His sentinels had ceased conversing, and were with difficulty keeping themselves awake.
“Look hyar, red-skins,” he said, addressing them, “have ye sich a thing as a drop of water? I’m most chokin’ wi’ thirst, and I see its no use waiting till you axes me, so I’ll take the trouble off your hands, and axe you.”
One of the Indians good-naturedly went outside, returning with a gourd, which he handed to the prisoner.
Cris raised it to his lips, and drank; then paused, as if for breath.
“By the etarnal!” said he, “if I didn’t think I seed one of your comrades put his head in that thar door. What kin he want?”
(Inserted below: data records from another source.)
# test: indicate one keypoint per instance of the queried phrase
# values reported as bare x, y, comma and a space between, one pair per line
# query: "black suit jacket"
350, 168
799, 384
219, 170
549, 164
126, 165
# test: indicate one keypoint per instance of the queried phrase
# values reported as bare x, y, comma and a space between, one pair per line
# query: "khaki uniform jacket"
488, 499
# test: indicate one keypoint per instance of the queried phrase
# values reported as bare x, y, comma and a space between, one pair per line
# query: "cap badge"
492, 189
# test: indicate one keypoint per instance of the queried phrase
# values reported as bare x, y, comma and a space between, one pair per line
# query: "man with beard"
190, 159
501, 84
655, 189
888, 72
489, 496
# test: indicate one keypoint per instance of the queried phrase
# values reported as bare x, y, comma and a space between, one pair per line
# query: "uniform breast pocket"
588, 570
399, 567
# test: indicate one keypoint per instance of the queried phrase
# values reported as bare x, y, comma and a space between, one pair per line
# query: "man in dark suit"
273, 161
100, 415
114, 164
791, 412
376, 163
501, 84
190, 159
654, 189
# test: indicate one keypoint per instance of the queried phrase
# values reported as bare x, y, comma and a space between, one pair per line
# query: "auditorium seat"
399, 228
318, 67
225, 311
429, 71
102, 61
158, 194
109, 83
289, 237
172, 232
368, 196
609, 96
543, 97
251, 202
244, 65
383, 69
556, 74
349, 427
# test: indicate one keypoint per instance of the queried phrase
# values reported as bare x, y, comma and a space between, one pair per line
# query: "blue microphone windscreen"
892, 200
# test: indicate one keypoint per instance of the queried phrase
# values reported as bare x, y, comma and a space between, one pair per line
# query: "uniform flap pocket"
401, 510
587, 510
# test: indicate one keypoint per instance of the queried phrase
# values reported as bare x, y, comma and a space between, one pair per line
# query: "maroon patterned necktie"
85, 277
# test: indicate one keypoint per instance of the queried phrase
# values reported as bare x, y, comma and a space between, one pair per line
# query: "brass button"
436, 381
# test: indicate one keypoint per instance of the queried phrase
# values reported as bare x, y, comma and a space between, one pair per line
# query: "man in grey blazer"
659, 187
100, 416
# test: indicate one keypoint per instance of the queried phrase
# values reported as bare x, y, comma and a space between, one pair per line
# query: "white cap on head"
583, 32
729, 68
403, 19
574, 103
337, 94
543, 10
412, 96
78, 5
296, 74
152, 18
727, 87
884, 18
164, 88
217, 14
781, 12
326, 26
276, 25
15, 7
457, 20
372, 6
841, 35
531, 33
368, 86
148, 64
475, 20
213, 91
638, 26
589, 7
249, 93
The men looked in the direction of the door.
The contents of the phial were poured into the gourd.
When the Indians looked again at their captive, he was apparently enjoying another long draught of water.
Not a drop, however, passed his lips.
“Ah!” he exclaimed, after his seemingly exhausting imbibation, and with the greatest difficulty suppressing a grimace, “there’s nothing like water to refresh one. It a’most gives a dyin’ man new lease o’ his life. I wonder I never tried it afore. There’s a smack o’ freedom about it that’s worth its weight in gold. Try it yourselves, and don’t stand staring, as if you was agoin’ to swallow me.”
The comical expression of their captive’s face, more than the long speech he made to the two men, induced them to oblige him.
Putting their lips to the gourd, each took a draught of the water.
They did not seem to coincide with him in his opinion of its virtues.
The old hunter laughed in his sleeve on perceiving their wry faces.
“Don’t like it, eh? Wal, you don’t know what’s good for ye. Poor benighted critters! how should ye?”
As he made the remark he fell back upon his log bolster, and again seemed to compose himself to sleep.
If the Indians had been somnolent before drinking the water, they were not rendered more wakeful by the indulgence, and it was almost ludicrous to see what useless efforts they made to battle against the potent narcotic.
In vain they talked to each other, got up, and paced the room, and endeavoured to stand up without leaning up against the wall.
This struggle between sleep and watchfulness at length came to a close.
In less than ten minutes after taking the draught, both lay stretched along the floor in a deep death-like slumber.
The backwoodsman lost no more time.
With an agile motion, he planted his feet in the interstices of the logs, and reached the window.
A slight wrenching of the bars showed the skill with which they had been sawn asunder.
One after another gave way, and the whole framework was in his hands.
He was on the point of dropping it gently, when outside, under the window, a human form appeared.
It was that of an Indian!
Chapter Thirty Nine.
An Old Acquaintance
On seeing the Indian, Cris Carrol felt himself in a dilemma.
But he did not pause long before taking action.
He saw that the man was not watching him, but seemed to have his eyes fixed upon the windows of the adjoining habitation.
Quietly pulling in the iron framework which was beginning to feel heavy, Cris deposited it without noise in the interior of the room and again clambered up to the window. Before doing so, however, he stole his knife from one of the sleeping sentinels.
The Indian outside had still maintained his attitude.
When Cris looked forth again, he saw him with his eyes fixed on the same spot.
What was to be done?
The only thing that suggested itself to the hunter was precisely what he did do.
He crept through the window.
So quietly, that ere the individual below was aware of his presence, he had seized him by the throat and forced him to the ground.
A surprise awaited him when he had accomplished this feat. The Indian’s face was revealed, and, to Carrol’s surprise, no less than his joy, for not having plunged the knife into his heart, he recognised it.
“Nelatu!”
“Carrol!”
“Hush! or you’ll alarm all the red-skins about the place.”
“What are you doing here?”
“I’ve just dropped out o’ that thar window,” he paid, pointing to the opening above.
“How came you to go in there?”
“I didn’t go in of my own will, you may bet high on that. I war brung.”
“Who brought you?”
“Some o’ yur own Injuns.”
“A prisoner?”
“That’s about the size o’ it. I shouldn’t have been one much longer.”